Applying a simple filter to a long video, however, may require dedicated hardware to benefit from parallel processing at all. In principal, it is easy to divide the job into a parallel set of tasks: simply divide the frames by the number of agents and set each agent to process a set of frames. It may require more time to transfer each frame to and from the agent than it does to apply the filter, however, thus negating any time saving unless the agents share rapid access to the data via shared FDDI access to a RAID or a similar technology.

Compressing a long video to three data-intensive formats falls between these two extremes. The processing may take several hours for each format, so the time saved by parceling out the task to multiple agents is significant (a separate agent for compressing the audio may also save significant time), but the data transfer time is also significant: it may take hours just to send three copies of the video over the same Ethernet backbone. In this case, even though time can probably be saved by using a loosely connected set of agents, fast Ethernet connection is a minimum requirement for reasonable efficiency, and FDDI or a dedicated cluster sharing a RAID will deliver proportionately faster results.

The Recommended Development Process

If you have not already done so, install the Developer Tools or Xcode Tools that came with your copy of Mac OS X and locate the Xgrid folder (in the Developer/Examples/ folder). Locate the GridSample and GridMandelbrot sample projects.

Before you begin coding, you should use the xgrid command-line tool, then compile and run the GridSample application to get a feel for how Xgrid works. See Using the Xgrid Command-Line Client, and Building and Running GridSample.

When you are ready to begin coding, start by creating a collection of executable files and submitting them as a job using the xgrid command line client.
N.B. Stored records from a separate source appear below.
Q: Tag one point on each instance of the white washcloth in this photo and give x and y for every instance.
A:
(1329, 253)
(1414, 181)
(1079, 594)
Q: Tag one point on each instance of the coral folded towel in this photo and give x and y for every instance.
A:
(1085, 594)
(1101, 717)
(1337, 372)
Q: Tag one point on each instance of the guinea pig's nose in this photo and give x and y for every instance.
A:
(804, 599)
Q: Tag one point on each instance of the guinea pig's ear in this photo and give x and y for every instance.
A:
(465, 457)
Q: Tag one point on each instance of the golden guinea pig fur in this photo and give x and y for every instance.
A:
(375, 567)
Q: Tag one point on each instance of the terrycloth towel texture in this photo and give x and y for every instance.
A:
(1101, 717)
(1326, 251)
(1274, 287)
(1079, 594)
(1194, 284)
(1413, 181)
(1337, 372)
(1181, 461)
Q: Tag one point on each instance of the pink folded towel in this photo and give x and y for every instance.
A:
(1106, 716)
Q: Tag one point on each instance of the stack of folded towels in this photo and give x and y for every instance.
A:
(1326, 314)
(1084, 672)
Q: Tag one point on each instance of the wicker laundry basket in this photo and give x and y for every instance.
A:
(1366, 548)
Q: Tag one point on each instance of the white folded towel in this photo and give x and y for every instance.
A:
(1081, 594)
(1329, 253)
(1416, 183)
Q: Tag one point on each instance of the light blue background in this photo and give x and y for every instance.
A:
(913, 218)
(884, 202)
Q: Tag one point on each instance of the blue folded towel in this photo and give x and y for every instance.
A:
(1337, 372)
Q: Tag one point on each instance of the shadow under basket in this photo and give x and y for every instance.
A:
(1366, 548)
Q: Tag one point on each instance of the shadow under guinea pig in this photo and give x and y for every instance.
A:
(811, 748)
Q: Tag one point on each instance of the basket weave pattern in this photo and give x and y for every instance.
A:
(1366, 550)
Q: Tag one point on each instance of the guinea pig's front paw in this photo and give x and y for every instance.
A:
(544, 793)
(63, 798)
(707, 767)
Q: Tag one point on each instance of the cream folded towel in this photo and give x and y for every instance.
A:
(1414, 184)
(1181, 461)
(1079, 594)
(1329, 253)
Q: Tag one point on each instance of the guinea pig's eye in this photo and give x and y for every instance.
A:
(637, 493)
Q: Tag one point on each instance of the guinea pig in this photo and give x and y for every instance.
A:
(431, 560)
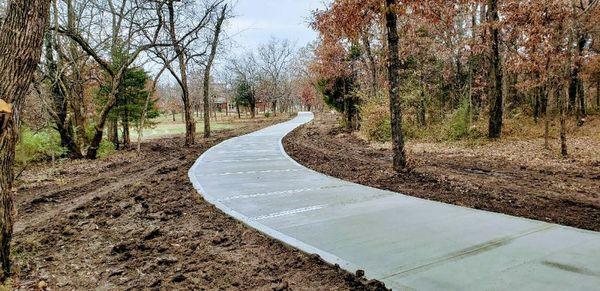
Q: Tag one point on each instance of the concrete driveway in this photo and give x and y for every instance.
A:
(406, 242)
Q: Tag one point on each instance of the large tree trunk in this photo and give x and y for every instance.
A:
(58, 110)
(598, 95)
(113, 133)
(496, 100)
(393, 68)
(126, 132)
(211, 58)
(190, 123)
(92, 152)
(21, 38)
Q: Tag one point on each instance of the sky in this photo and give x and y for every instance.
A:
(256, 21)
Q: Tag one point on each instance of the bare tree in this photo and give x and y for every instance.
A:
(185, 31)
(119, 41)
(21, 38)
(275, 59)
(213, 52)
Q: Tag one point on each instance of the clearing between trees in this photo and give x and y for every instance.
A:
(513, 176)
(136, 222)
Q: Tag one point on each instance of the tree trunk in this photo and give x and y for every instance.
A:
(21, 38)
(393, 70)
(190, 123)
(211, 58)
(58, 112)
(581, 97)
(496, 100)
(544, 112)
(92, 152)
(113, 133)
(598, 95)
(561, 113)
(126, 134)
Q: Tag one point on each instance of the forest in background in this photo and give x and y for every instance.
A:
(465, 69)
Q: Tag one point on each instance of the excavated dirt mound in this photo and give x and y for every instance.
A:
(130, 222)
(564, 192)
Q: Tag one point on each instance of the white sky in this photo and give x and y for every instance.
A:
(256, 21)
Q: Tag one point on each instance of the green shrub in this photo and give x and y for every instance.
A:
(38, 146)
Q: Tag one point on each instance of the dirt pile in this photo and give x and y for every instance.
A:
(564, 192)
(130, 222)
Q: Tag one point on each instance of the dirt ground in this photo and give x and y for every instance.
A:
(513, 176)
(135, 222)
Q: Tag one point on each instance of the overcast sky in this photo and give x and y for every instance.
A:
(256, 21)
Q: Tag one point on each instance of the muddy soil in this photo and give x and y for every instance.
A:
(566, 192)
(135, 222)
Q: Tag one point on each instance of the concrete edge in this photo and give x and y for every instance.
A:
(287, 240)
(290, 241)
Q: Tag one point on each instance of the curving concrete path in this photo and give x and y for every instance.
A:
(408, 243)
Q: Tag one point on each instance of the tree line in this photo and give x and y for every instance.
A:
(421, 60)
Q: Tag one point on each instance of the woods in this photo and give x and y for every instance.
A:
(106, 104)
(461, 61)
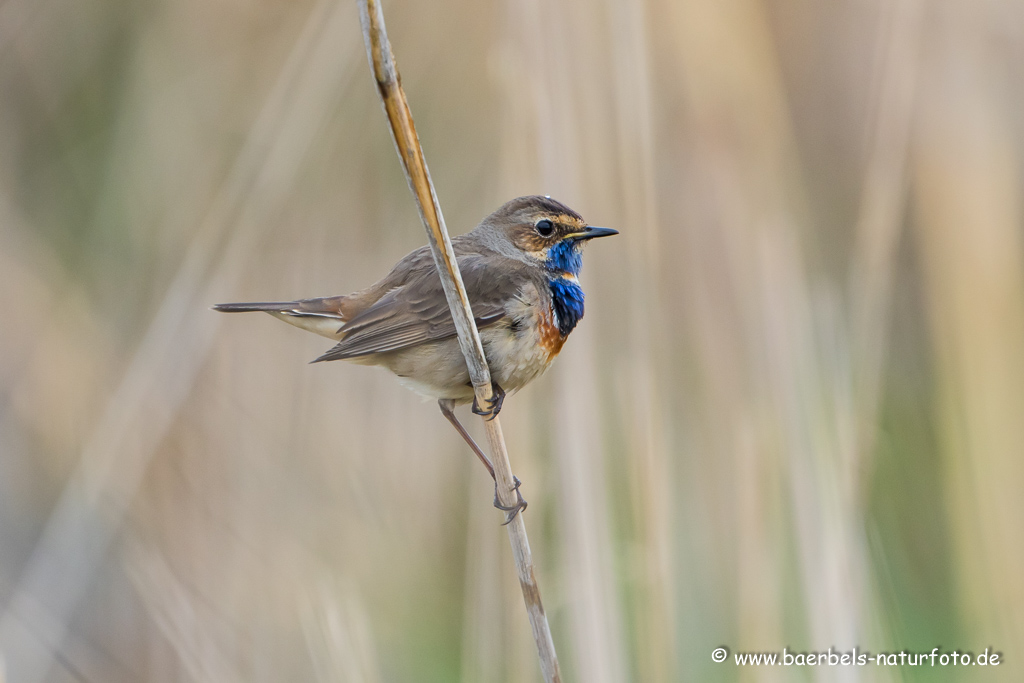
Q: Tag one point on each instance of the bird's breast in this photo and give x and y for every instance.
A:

When your job is submitting and running properly, continue your code development by modifying the GridSample code, overriding the job specification method and modifying the user interface. This process is the best way to develop and debug the functional part of your code, and it may be all you need to do. Modifying GridSample is explained in detail in Overriding the Job Specification Function.

To integrate Xgrid capability into an existing application or to create an Xgrid client from scratch, use the Cocoa API for Xgrid: Xgrid Foundation. The process is described in Writing a Cocoa Xgrid Client. Even if this is your intended goal, you will probably save time and effort by using the xgrid command-line client and modifying the GridSample code as part of the development process, before creating or modifying your own application using Xgrid Foundation.